Quellen: GTAI, AHK Brasilien
Für Deutschland ist der Standort wichtig
Bereits im März hat die Regierung neue Instrumente zur Flexibilisierung der Arbeitsverhältnisse geschaffen, die auch Kurzarbeit und das vorübergehende Aussetzen der Beschäftigung ermöglichen. Für deutsche Unternehmen waren die Maßnahmen besonders wichtig. Brasilien gehört nämlich zu den Ländern mit den höchsten deutschen Investitionen außerhalb Europas. Zehn Prozent tragen Unternehmen mit deutschem Kapital zum industriellen Bruttoinlandsprodukt des Landes bei. VW, Bayer, Mercedes-Benz, BASF, MAN, Bosch, ZF und Siemens Gamesa zählen zu den 200 umsatzstärksten Konzernen Brasiliens.
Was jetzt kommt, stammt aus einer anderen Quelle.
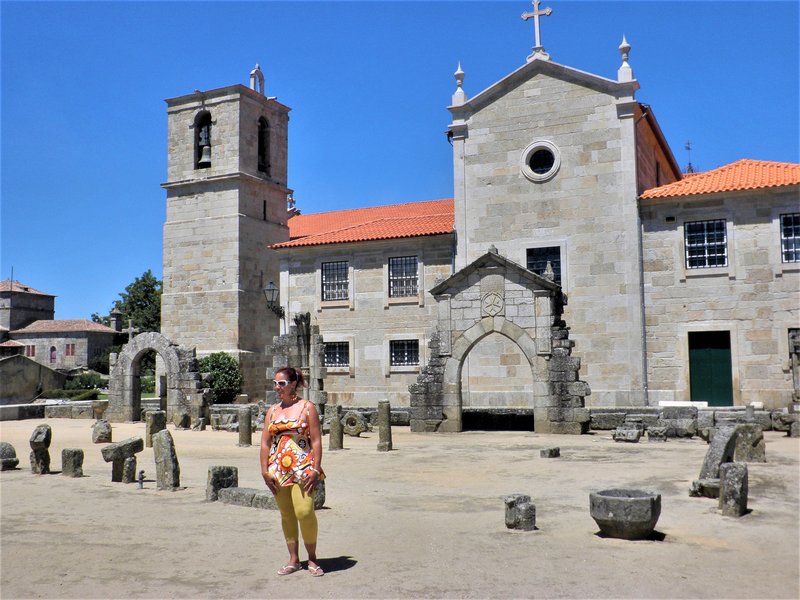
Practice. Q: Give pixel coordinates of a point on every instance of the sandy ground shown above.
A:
(423, 521)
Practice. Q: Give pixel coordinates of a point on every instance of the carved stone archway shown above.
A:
(496, 295)
(184, 387)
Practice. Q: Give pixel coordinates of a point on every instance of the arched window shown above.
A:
(202, 140)
(263, 146)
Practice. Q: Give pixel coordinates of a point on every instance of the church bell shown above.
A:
(205, 157)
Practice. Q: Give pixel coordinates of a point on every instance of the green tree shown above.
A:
(224, 376)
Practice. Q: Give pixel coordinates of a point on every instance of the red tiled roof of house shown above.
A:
(375, 223)
(7, 285)
(743, 174)
(64, 326)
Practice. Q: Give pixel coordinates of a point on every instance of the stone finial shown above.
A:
(257, 80)
(625, 73)
(459, 97)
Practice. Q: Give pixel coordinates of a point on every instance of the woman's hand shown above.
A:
(310, 481)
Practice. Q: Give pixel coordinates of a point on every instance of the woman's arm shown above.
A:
(266, 445)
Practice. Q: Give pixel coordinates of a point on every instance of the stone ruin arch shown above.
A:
(184, 386)
(496, 295)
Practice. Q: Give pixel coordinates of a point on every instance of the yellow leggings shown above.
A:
(297, 507)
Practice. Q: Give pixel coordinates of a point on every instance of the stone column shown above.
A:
(245, 417)
(384, 426)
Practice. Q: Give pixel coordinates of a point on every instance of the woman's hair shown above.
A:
(292, 374)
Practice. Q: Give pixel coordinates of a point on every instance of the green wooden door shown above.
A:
(710, 367)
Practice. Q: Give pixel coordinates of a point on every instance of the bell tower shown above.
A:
(226, 203)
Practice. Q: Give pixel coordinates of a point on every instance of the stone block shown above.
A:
(627, 434)
(554, 452)
(220, 477)
(705, 488)
(750, 445)
(101, 432)
(72, 462)
(719, 451)
(733, 489)
(520, 512)
(168, 471)
(122, 450)
(41, 437)
(605, 421)
(8, 457)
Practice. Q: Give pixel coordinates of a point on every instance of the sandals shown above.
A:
(289, 569)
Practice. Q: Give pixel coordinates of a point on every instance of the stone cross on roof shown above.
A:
(535, 14)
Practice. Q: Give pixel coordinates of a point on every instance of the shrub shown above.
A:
(224, 376)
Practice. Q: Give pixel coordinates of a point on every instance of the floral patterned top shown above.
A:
(290, 455)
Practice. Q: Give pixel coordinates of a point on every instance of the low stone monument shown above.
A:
(8, 457)
(72, 462)
(384, 426)
(624, 513)
(750, 446)
(101, 432)
(40, 449)
(155, 421)
(220, 477)
(117, 453)
(354, 423)
(336, 441)
(245, 419)
(520, 512)
(733, 489)
(168, 471)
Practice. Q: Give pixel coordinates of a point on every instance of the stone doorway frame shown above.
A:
(496, 295)
(184, 386)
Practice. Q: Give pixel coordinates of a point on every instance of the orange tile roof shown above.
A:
(375, 223)
(64, 326)
(15, 286)
(743, 174)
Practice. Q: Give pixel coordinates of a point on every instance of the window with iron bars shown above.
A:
(404, 353)
(335, 284)
(706, 244)
(403, 277)
(790, 238)
(337, 354)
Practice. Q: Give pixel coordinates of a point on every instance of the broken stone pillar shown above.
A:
(118, 452)
(520, 512)
(168, 471)
(245, 418)
(101, 432)
(40, 453)
(336, 441)
(733, 489)
(155, 421)
(72, 462)
(220, 478)
(8, 457)
(750, 445)
(384, 426)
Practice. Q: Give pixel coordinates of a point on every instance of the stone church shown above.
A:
(568, 204)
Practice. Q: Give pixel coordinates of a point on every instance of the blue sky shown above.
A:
(83, 121)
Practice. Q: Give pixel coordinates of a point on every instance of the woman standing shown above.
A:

Sie sitzen zumeist im Bundesstaat São Paulo, dem größten deutschen Industriestandort außerhalb Deutschlands.
Deutsche Tochterunternehmen in Brasilien sind krisenerprobt. Viele haben sich in der vergangenen Rezession neu strukturiert und sind oft besser kapitalisiert als lokale Konkurrenten. In der weltweiten Krise können die Töchter jedoch nicht mehr uneingeschränkt auf Finanzhilfen der Mutterhäuser setzen. Umso bedeutender wird das Liquiditäts- und Fixkostenmanagement für sie.
Die Situation ist nicht so klar wie beschrieben.